Samba is the open source implementation of the SMB/CIFS network protocol that is used for sharing files and printers. It runs on most UNIX and UNIX-like systems and is a standard for a lot of operating systems. The newest 4.5 version brings many updated security features and updates that make the implementation more secure.
Samba 4.5 Has Better Security
The newest stable branch of Samba has been updated with the major 4.5 update. The open source implementation is used on all Gnu/Linux distributions, and Mac OS X for accessing file and printers shared on local networks with Microsoft Windows computers. The latest update not only resolves various issues but includes new security updates and tweaks that make it much more reliable and secure.
One of the biggest changes in the newest version is the modification of the default settings of the server. Now Samba will amend the default value of the ntlm_auth option from yes to no. This will not impact existing clients, except those that have not implemented the NTLMv2 standard yet. This is the protocol that is used for authentication on Windows networks. This default option, when set to yes, does not introduce good security as several weaknesses that are related to this behavior have been used in attacks. The developers of Samba have opted to change the value to no to help mitigate some attack scenarios against the hosts.
Another prominent new feature is the support for the LDAP_SERVER_NOTIFICATION_OID control that is used with the LDAP protocol for changes to the Active Directory database.
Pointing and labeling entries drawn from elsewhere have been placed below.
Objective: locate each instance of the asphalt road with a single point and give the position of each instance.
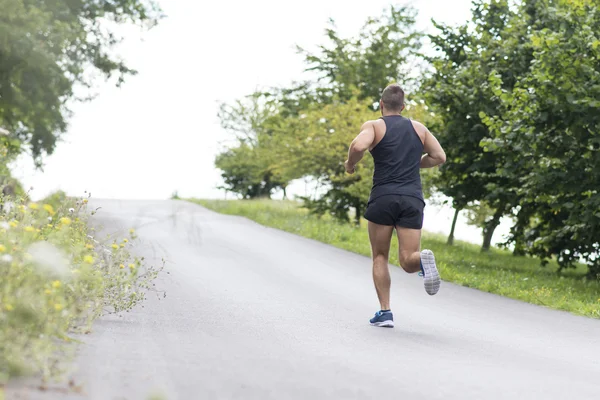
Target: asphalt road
(256, 313)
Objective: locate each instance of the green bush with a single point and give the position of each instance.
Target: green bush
(56, 278)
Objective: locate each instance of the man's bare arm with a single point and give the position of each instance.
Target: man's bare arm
(360, 145)
(435, 155)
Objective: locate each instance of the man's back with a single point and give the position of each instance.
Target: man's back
(397, 153)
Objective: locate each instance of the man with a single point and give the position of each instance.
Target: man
(397, 145)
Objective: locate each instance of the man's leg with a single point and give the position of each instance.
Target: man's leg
(411, 260)
(409, 245)
(380, 237)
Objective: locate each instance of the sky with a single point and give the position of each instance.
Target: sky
(159, 132)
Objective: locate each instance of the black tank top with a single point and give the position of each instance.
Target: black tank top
(397, 160)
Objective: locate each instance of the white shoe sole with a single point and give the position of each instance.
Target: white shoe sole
(384, 324)
(431, 277)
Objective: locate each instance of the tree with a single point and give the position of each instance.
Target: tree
(385, 51)
(249, 167)
(351, 72)
(47, 48)
(548, 133)
(459, 90)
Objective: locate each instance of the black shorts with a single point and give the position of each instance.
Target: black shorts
(396, 210)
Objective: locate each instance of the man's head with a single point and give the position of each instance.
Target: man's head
(392, 99)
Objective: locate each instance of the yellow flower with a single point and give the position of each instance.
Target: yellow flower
(65, 221)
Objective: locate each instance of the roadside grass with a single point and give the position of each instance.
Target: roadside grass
(498, 271)
(57, 277)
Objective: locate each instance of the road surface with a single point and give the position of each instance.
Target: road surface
(256, 313)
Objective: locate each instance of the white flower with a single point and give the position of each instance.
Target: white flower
(49, 259)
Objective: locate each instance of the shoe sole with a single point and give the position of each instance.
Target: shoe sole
(383, 324)
(431, 278)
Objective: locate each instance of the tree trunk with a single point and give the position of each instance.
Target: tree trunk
(488, 231)
(450, 241)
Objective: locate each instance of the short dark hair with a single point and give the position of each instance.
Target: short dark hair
(393, 97)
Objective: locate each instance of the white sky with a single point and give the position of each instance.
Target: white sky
(159, 132)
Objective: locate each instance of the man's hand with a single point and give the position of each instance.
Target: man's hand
(349, 167)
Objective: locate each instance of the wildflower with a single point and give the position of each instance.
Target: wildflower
(65, 221)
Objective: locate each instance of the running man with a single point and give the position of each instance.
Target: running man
(397, 145)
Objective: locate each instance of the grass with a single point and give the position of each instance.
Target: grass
(498, 271)
(57, 278)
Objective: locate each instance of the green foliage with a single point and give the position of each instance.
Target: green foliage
(548, 133)
(459, 90)
(496, 272)
(47, 48)
(248, 168)
(383, 52)
(56, 279)
(304, 130)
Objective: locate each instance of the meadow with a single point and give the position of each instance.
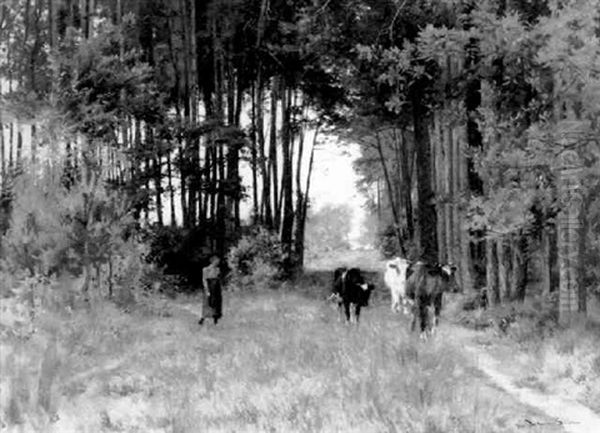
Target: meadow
(280, 361)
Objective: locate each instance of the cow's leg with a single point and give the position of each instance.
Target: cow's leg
(423, 315)
(413, 323)
(394, 301)
(347, 310)
(437, 304)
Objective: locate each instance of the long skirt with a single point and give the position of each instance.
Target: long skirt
(212, 305)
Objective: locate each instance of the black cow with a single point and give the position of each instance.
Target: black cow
(426, 286)
(350, 287)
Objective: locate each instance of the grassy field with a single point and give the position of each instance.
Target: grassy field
(279, 362)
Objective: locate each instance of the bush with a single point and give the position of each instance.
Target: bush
(256, 261)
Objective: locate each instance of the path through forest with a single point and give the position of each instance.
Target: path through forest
(281, 361)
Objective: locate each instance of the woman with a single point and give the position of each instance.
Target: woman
(212, 305)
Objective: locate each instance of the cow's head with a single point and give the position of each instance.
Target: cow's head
(448, 272)
(367, 288)
(400, 265)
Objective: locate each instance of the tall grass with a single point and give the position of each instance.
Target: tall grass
(278, 362)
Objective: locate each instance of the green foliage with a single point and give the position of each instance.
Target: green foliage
(75, 230)
(256, 260)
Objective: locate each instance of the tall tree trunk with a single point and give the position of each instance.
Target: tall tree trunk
(390, 195)
(171, 190)
(273, 155)
(266, 180)
(492, 283)
(286, 178)
(427, 216)
(256, 215)
(303, 205)
(407, 158)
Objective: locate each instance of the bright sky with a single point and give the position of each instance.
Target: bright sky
(333, 179)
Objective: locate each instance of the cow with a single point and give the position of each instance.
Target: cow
(426, 286)
(395, 279)
(350, 287)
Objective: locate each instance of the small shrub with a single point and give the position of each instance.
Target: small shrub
(256, 261)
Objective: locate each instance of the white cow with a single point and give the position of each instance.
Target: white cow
(395, 279)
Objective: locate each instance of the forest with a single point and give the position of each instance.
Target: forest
(139, 138)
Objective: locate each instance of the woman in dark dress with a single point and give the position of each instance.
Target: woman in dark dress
(212, 305)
Samba now also features support for the Active Directory Domain Controller implementation of Virtual List View that allows the paging of the LDAP directory with two options – online local search and asynchronous operation. The DNS forwarding option has been improved, and a multiple DNS forwarders can be used. Administrators can provide a list of servers, and when a query fails on the first server, the service will automatically prompt the next on the list.
As every major update, performance has been improved. System owners should update to the latest version to protect their systems and provide better performance to all network devices that use SAMBA.